Die Vernetzung und Agitation der Akteur*innen oder Gruppen fungierte meist über Printmedien wie Flyer, Plakate und Aufrufe. Dabei konnten rechte Jugendliche im Landkreis Görlitz an internen und öffentlichen rechtsextremen Veranstaltungen teilnehmen und sich vernetzen.
Das Social Media Verhalten der rechtsorientierten Jugendlichen via Facebook, Twitter und YouTube nahm zu.

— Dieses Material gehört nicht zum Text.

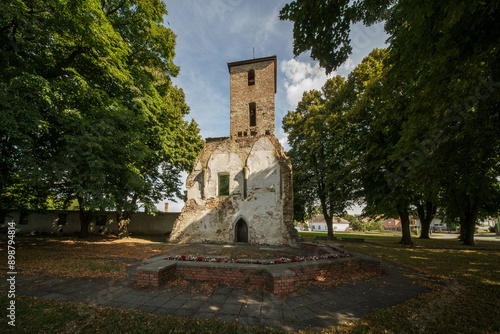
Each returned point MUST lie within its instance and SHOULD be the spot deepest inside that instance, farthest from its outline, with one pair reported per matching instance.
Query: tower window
(223, 184)
(63, 217)
(253, 112)
(251, 77)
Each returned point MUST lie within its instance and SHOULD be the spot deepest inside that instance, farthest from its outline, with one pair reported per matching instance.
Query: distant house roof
(321, 219)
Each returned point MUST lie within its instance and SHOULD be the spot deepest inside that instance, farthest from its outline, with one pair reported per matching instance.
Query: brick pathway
(314, 309)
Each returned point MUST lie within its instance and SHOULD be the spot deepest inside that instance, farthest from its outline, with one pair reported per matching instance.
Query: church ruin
(240, 189)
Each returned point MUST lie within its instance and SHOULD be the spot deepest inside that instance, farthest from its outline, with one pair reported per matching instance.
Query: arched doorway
(241, 231)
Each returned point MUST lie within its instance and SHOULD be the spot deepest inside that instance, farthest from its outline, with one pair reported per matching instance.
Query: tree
(444, 56)
(375, 122)
(90, 109)
(312, 135)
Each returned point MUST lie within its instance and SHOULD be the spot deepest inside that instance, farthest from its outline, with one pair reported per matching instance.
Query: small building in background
(318, 224)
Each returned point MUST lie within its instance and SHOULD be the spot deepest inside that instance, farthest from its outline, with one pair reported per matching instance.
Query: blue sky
(212, 33)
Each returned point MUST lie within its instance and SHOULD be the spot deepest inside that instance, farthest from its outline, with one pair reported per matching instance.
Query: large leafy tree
(88, 107)
(444, 57)
(314, 133)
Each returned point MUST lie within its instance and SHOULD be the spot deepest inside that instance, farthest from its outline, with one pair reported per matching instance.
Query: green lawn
(464, 295)
(464, 283)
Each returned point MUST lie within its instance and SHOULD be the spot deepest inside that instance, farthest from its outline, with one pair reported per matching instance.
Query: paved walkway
(315, 308)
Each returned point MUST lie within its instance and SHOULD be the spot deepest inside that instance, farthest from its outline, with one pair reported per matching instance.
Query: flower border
(281, 260)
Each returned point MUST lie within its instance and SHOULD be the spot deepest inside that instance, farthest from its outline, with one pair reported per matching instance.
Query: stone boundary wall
(141, 223)
(277, 278)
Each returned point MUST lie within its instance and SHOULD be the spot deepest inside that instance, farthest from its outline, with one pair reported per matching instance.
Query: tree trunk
(85, 218)
(328, 218)
(425, 214)
(404, 215)
(123, 219)
(463, 228)
(469, 223)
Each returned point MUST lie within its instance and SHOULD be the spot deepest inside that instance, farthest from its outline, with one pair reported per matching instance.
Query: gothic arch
(241, 230)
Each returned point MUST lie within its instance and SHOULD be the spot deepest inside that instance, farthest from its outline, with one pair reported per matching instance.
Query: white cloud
(301, 77)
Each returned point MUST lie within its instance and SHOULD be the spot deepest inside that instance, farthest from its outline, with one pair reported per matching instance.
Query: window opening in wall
(101, 221)
(23, 219)
(223, 185)
(62, 219)
(253, 116)
(251, 77)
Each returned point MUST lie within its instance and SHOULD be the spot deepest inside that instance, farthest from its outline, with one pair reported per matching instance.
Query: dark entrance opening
(241, 231)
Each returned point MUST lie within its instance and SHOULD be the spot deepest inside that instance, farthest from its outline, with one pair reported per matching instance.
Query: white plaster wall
(213, 218)
(224, 163)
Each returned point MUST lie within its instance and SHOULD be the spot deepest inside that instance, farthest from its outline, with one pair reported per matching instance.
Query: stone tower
(240, 189)
(253, 86)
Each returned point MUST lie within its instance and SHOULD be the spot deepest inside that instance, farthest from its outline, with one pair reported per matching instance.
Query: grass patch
(35, 315)
(464, 283)
(92, 265)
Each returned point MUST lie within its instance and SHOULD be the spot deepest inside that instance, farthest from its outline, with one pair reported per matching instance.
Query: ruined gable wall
(266, 209)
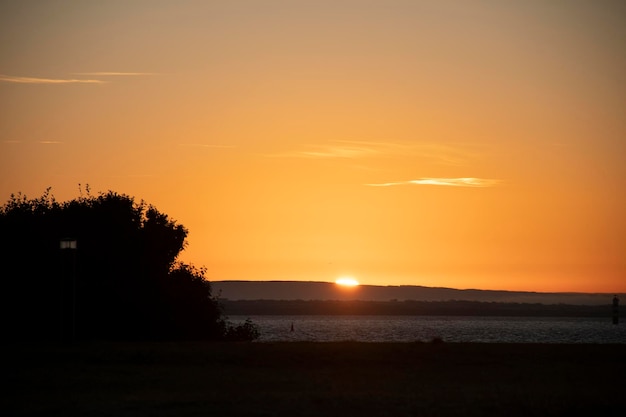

Auswirkungen der Rechten Raumnahme
05.04.2016
Ein 16- und ein 18-Jähriger Mensch aus dem Kosovo wurden am Dienstagabend von mehreren Jugendlichen angegriffen, weil sie sich mit deutschen Mädchen trafen. Während der Ältere nur leichte Verletzungen davontrug
25.08.2017
Nach dem Ende des Altstadtfestes am Donnerstag zogen gegen ein Uhr ca. 30 bis 40 Rechte durch Görlitz. Die Gruppe skandierte unter anderem "Sieg Heil", "Deutschland den Deutschen" und "Ausländer raus".
21.10.2019
Am Montagnachmittag hörten Anwohner*innen des Kreuzkirchenparks, dass aus dem Park heraus verfassungswidrige Parolen gerufen wurden. Alarmierte Polizist*innen stellten in dem Park drei Jugendliche im Alter von 14 und 15 Jahren fest. Zur Anzeigenaufnahme wurde der Rufende mit aufs Revier genommen. Seine Eltern konnten ihn später von dort abholen.